34 Parties to an Action

(1) A person who is named as a party to an action and subjected to the jurisdiction of the court is a party to the action.

(2) A party is bound by and entitled to the benefits of the rules of res judicata with respect to determinations made while he was a party, except as stated in [ 36].

(3) A person who is not a party to an action is not bound by or entitled to the benefits of the rules of res judicata, except as stated ... in this Chapter.



36 Party Appearing in Different Capacities

(1) A party appears in his individual capacity unless, in his designation as a party or by other manifestation, it is made evident that he appears in some other capacity.

(2) A party appearing in an action in one capacity, individual or representative, is not thereby bound by or entitled to the benefits of the rules of res judicata in a subsequent action in which he appears in another capacity.



41 Person Represented by a Party


(1) A person who is not a party to an action but who is represented by a party is bound by and entitled to the benefits of a judgment as though he were a party. A person is represented by a party who is:

(a) The trustee of an estate or interest of which the person is a beneficiary; or

(b) Invested by the person with authority to represent him in an action; or

(c) The executor, administrator, guardian, conservator, or similar fiduciary manager of an interest of which the person is a beneficiary; or

(d) An official or agency invested by law with authority to represent the person's interests; or

(e) The representative of a class of persons similarly situated, designated as such with the approval of the court, of which the person is a member.

(2) A person represented by a party to an action is bound by the judgment even though the person himself does not have notice of the action, is not served with process, or is not subject to service of process.



43 Effect of Judgment Determining Interests in Property on Successors to the Property

A judgment in an action that determines interests in real or personal property:

(1) With respect to the property involved in the action:

(a) Conclusively determines the claims of the parties to the action regarding their interests; and

(b) Has preclusive effects upon a person who succeeds to the interest of a party to the same extent as upon the party himself.

(2) With respect to other property held by a party to the action, does not preclude a person who is a successor in interest thereof from subsequently litigating issues determined in the action.

Example:

2. A, the owner of Blackacre, brings an action against B, the owner of Whiteacre, asserting an easement over Whiteacre by reason of a certain conveyance from B. Judgment is given for B on the ground that the conveyance did not give A an easement.

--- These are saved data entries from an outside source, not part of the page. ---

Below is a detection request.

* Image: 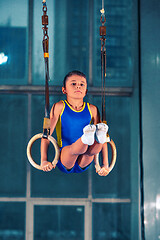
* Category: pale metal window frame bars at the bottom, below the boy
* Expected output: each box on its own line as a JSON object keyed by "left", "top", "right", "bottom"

{"left": 0, "top": 196, "right": 131, "bottom": 240}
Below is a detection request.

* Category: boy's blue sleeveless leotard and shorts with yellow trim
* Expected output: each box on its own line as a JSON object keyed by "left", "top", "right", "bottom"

{"left": 56, "top": 100, "right": 92, "bottom": 173}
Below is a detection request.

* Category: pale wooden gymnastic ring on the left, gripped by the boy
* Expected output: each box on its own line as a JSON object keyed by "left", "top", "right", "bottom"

{"left": 27, "top": 133, "right": 60, "bottom": 170}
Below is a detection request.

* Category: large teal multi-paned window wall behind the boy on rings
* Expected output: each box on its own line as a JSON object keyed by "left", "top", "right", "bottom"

{"left": 0, "top": 0, "right": 139, "bottom": 240}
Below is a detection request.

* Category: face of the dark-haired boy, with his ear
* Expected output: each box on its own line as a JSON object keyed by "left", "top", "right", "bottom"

{"left": 62, "top": 75, "right": 87, "bottom": 99}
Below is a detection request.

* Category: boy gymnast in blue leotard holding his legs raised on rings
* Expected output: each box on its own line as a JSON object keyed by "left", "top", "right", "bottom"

{"left": 41, "top": 71, "right": 109, "bottom": 176}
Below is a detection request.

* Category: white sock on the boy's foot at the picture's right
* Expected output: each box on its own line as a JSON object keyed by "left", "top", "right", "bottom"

{"left": 96, "top": 123, "right": 108, "bottom": 144}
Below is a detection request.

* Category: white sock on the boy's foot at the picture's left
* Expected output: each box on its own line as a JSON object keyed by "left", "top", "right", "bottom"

{"left": 81, "top": 124, "right": 96, "bottom": 145}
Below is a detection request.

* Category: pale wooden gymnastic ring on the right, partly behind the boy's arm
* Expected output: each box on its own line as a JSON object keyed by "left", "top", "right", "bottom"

{"left": 94, "top": 139, "right": 117, "bottom": 172}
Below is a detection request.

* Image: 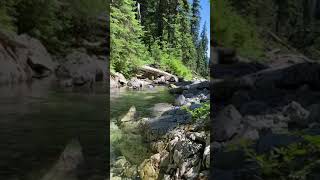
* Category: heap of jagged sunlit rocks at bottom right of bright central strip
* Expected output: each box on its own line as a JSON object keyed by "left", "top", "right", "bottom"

{"left": 139, "top": 127, "right": 210, "bottom": 180}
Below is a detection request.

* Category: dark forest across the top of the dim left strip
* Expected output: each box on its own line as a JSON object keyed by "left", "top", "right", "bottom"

{"left": 0, "top": 0, "right": 108, "bottom": 55}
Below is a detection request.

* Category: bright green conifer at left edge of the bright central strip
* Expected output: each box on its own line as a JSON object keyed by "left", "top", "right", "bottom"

{"left": 110, "top": 0, "right": 150, "bottom": 76}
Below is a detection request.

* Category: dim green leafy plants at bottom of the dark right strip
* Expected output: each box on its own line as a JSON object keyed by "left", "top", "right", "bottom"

{"left": 227, "top": 135, "right": 320, "bottom": 180}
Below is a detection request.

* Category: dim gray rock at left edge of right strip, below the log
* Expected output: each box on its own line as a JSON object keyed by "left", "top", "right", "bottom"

{"left": 213, "top": 105, "right": 242, "bottom": 141}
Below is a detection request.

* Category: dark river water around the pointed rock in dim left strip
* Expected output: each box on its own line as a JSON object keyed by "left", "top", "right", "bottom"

{"left": 0, "top": 80, "right": 109, "bottom": 180}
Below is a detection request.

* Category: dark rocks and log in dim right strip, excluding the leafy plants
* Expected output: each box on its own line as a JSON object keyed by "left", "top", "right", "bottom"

{"left": 211, "top": 56, "right": 320, "bottom": 179}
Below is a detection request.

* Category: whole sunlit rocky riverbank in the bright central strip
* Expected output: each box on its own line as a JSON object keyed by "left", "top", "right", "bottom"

{"left": 111, "top": 81, "right": 210, "bottom": 180}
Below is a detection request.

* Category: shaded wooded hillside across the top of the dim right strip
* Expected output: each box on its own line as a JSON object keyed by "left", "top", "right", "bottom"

{"left": 212, "top": 0, "right": 320, "bottom": 59}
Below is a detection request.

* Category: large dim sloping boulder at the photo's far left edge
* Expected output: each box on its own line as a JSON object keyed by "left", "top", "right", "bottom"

{"left": 0, "top": 30, "right": 56, "bottom": 84}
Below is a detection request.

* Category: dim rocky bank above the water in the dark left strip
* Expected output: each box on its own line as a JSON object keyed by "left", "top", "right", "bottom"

{"left": 0, "top": 30, "right": 107, "bottom": 87}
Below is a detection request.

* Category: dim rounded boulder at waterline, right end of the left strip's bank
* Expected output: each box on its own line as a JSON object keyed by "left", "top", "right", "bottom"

{"left": 56, "top": 52, "right": 107, "bottom": 85}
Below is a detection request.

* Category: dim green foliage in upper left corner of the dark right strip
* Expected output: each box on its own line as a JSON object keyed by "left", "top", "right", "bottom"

{"left": 211, "top": 0, "right": 263, "bottom": 58}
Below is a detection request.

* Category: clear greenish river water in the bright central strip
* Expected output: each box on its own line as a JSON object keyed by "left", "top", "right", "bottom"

{"left": 110, "top": 87, "right": 174, "bottom": 174}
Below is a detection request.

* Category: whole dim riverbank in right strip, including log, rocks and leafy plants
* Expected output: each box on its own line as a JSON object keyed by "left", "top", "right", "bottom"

{"left": 212, "top": 48, "right": 320, "bottom": 180}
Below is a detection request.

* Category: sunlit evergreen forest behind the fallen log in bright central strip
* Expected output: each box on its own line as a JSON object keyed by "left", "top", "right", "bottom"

{"left": 110, "top": 0, "right": 209, "bottom": 79}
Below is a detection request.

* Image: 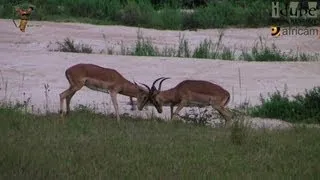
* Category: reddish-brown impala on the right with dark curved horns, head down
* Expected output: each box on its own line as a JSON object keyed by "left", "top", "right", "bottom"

{"left": 138, "top": 77, "right": 231, "bottom": 126}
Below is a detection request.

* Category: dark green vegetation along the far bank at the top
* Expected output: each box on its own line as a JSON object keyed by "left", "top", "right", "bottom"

{"left": 0, "top": 0, "right": 320, "bottom": 29}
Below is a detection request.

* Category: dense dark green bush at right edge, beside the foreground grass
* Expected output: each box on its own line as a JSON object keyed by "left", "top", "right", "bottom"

{"left": 250, "top": 86, "right": 320, "bottom": 123}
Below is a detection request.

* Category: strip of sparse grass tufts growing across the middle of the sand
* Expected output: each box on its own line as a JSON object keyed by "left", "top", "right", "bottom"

{"left": 48, "top": 31, "right": 319, "bottom": 61}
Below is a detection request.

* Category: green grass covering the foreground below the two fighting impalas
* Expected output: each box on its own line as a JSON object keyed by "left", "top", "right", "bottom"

{"left": 0, "top": 107, "right": 320, "bottom": 179}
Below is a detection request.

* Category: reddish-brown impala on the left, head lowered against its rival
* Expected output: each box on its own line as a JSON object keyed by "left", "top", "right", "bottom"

{"left": 60, "top": 64, "right": 148, "bottom": 122}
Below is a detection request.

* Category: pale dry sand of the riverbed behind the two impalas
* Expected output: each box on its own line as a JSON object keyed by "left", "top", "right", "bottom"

{"left": 0, "top": 20, "right": 320, "bottom": 127}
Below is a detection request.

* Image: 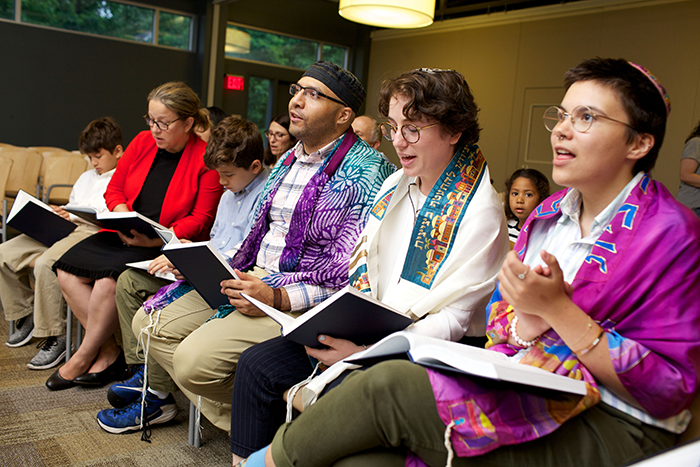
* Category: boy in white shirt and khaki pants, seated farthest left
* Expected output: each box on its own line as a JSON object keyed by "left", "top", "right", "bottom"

{"left": 0, "top": 117, "right": 124, "bottom": 370}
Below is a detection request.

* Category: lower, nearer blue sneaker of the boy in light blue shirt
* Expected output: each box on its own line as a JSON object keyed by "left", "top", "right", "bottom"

{"left": 97, "top": 392, "right": 177, "bottom": 434}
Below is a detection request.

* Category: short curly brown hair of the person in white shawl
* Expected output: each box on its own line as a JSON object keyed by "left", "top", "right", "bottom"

{"left": 379, "top": 68, "right": 481, "bottom": 146}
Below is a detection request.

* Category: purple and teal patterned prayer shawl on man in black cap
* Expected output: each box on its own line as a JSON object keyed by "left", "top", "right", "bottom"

{"left": 143, "top": 129, "right": 396, "bottom": 312}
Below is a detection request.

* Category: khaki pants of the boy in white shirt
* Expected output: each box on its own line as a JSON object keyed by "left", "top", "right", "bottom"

{"left": 0, "top": 225, "right": 98, "bottom": 337}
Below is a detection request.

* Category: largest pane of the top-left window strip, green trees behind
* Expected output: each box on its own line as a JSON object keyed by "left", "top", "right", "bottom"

{"left": 22, "top": 0, "right": 155, "bottom": 42}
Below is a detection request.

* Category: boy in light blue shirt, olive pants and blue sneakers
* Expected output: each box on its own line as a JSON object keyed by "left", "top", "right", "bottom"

{"left": 98, "top": 117, "right": 269, "bottom": 433}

A thereafter conveys Blackacre to S. S is precluded from asserting an easement over Whiteacre by virtue of A's long adverse passage over the course of the claimed easement.



27 Issue Preclusion—General Rule

When an issue of fact or law is actually litigated and determined by a valid and final judgment, and the determination is essential to the judgment, the determination is conclusive in a subsequent action between the parties, whether on the same or a different claim.